MEXICO CITY (AP) – President Vicente Fox’s chief of staff resigned on Monday, a stunning announcement that indicated even the Mexican leader’s most trusted staff have become disillusioned with his administration and his wife’s possible campaign to succeed him.

Alfonso Durazo turned in a 19-page letter saying he objected to first lady Marta Sahagun’s presidential ambitions and claiming the administration was repeating some of the vices of the old ruling party that Fox unseated after seven decades in power.

“The desire for a government to decide who the next president will be or won’t be was the original sin of the old regime,” Durazo wrote in the resignation letter, dated June 22. “It is my conviction that that the issue of presidential succession is operating more under the logic of the old regime than that of a government of transition.”

He was referring to the Institutional Revolutionary Party, or PRI, which held Mexico’s presidency without interruption from 1929 until Fox defeated it in the polls in 2000. Under the PRI, the outgoing president named his party’s presidential nominee, who invariably went on to win the vote.

The criticism was especially cutting because Fox has billed his administration as “the government of change” that would abolish old, undemocratic practices. He is limited by the constitution to one six-year term in office.

The letter added to criticism swirling around Sahagun, who has faced allegations that the private charity foundation she runs has received hidden government funding.
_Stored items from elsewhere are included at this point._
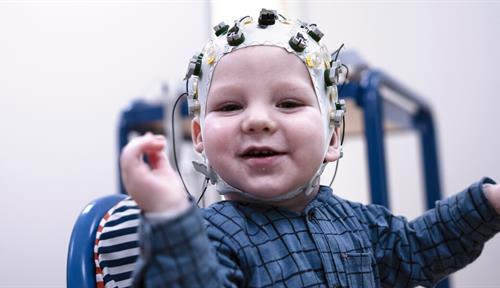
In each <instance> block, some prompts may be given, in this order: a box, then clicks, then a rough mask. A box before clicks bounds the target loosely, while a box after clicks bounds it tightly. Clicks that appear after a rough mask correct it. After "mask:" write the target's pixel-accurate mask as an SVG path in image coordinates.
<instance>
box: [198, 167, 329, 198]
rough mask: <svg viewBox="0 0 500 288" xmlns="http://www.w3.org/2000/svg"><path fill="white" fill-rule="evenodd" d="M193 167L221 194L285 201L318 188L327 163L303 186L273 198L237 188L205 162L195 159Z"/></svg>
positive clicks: (249, 197) (243, 196)
mask: <svg viewBox="0 0 500 288" xmlns="http://www.w3.org/2000/svg"><path fill="white" fill-rule="evenodd" d="M192 163H193V167H194V169H195V170H196V171H198V172H200V173H201V174H203V175H205V177H206V178H207V179H209V180H210V183H211V184H212V185H213V184H215V190H216V191H217V192H218V193H219V194H220V195H225V194H229V193H235V194H238V195H240V196H242V197H244V198H246V199H251V200H256V201H265V202H271V203H272V202H278V201H285V200H288V199H292V198H294V197H296V196H297V195H299V194H302V193H304V194H305V195H306V196H308V195H310V194H311V193H312V192H313V191H314V189H316V188H317V187H318V186H319V183H320V177H321V174H322V173H323V170H324V169H325V167H326V163H322V164H321V166H320V167H319V168H318V170H317V171H316V173H315V174H314V176H313V177H312V178H311V180H309V181H307V183H305V184H304V185H302V186H301V187H299V188H297V189H295V190H292V191H289V192H287V193H285V194H283V195H279V196H276V197H272V198H260V197H255V196H254V195H252V194H249V193H247V192H244V191H242V190H240V189H238V188H235V187H233V186H231V185H230V184H228V183H227V182H226V181H224V179H222V178H221V177H219V175H217V173H215V171H214V170H213V169H212V168H211V167H210V165H208V166H207V165H206V164H205V163H199V162H196V161H193V162H192Z"/></svg>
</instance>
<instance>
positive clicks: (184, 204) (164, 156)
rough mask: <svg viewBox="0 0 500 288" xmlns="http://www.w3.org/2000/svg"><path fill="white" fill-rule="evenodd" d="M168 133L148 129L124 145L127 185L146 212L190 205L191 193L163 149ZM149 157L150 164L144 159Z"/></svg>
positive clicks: (123, 181)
“The country has certainly advanced politically, enough that it is ready for a woman to reach the presidency of the republic,” Durazo said. “Nonetheless, it is not prepared to have the president leave the presidency to his wife.”

The president’s office issued a statement saying that it “does not share either the points of view or the reasons” cited by Durazo.

Fox told reporters late Monday that Emilio Goicoechea Luna, a business chamber leader and senator, would become private secretary and that Ruben Aguilar Valenzuela, who had headed an analysis unit at the presidency, would be spokesman.

“I am sure that his lengthy public experience and his outstanding past performance mean Emilio Goicoechea will do a remarkable job in the post he takes over today,” the president said without taking questions.

Fox has been unwilling or unable to curb the ambitions of Sahagun. She has neither formally declared her candidacy nor ruled it out, but she continues to crisscross the country handing out donations from her Vamos Mexico foundation.